We are currently offering allocations on our Groq, Graphcore Bow IPUs, Cerebras CS-3, and SambaNova DataScale system.
NOTE: There is no need to request an allocation for Metis (SambaNova SN40L). Metis is available to all users through our AI Inference endpoints service.
AI Testbed Links
Systems
Cerebras CS-3 (Available through an allocation request)
- System Size: 2 4 Nodes (Each with a Wafer-Scale Engine) Including MemoryX and SwarmX
- Compute Units per Accelerator: 900,000 cores
- Performance of a single accelerator (TFlops): 125,000 (FP16)
- Software Stack Support: Cerebras Model Zoo, PyTorch
- Interconnect: Ethernet-based
SambaNova Dataflow (Available through an allocation request)
- System Size: 64 Accelerators (8 nodes and 8 accelerators per node)
- Compute Units per Accelerator: 1280 Programmable compute units
- Performance of a single accelerator (TFlops): >660 (BF16)
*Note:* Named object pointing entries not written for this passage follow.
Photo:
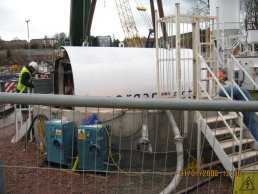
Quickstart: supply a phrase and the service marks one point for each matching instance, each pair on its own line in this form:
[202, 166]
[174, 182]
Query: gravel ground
[24, 173]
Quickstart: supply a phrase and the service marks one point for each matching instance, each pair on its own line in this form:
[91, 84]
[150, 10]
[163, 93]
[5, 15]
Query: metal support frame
[125, 102]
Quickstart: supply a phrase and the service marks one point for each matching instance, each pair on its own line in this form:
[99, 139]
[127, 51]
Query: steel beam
[126, 102]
- Software Stack Support: SambaFlow, Pytorch
- Interconnect: Ethernet-based
Metis: SambaNova SN40L (Available to all users)
- System Size: 32 Accelerators (16 Nodes and 2 Accelerators per Node)
- Compute Units per Accelerator: 1,040
- Estimated Performance of a Single Accelerator (TFlops): 637.5 (BF16)
- Software Stack Support: SambaStudio, SambaStack
- Interconnect: Ethernet-based
GroqRack (Available through an allocation request)
GroqRack Inference
- System Size: 72 Accelerators (9 nodes x 8 Accelerators per node)
- Compute Units per Accelerator: 5120 vector ALUs
- Performance of a single accelerator (TFlops): >188 (FP16) >750 (INT8)
- Software Stack Support: GroqWare SDK, ONNX
- Interconnect: RealScale TM
Graphcore Bow Pod64 (Available through an allocation request)
Graphcore Intelligent Processing Unit (IPU)
- System Size: 64 Accelerators (4 nodes x 16 Accelerators per node)
- Compute Units per Accelerator: 1472 independent processing units
- Performance of a single accelerator (TFlops): >250 (FP16)
- Software Stack Support: PopArt, Tensorflow, Pytorch, ONNX
- Interconnect: IPU Link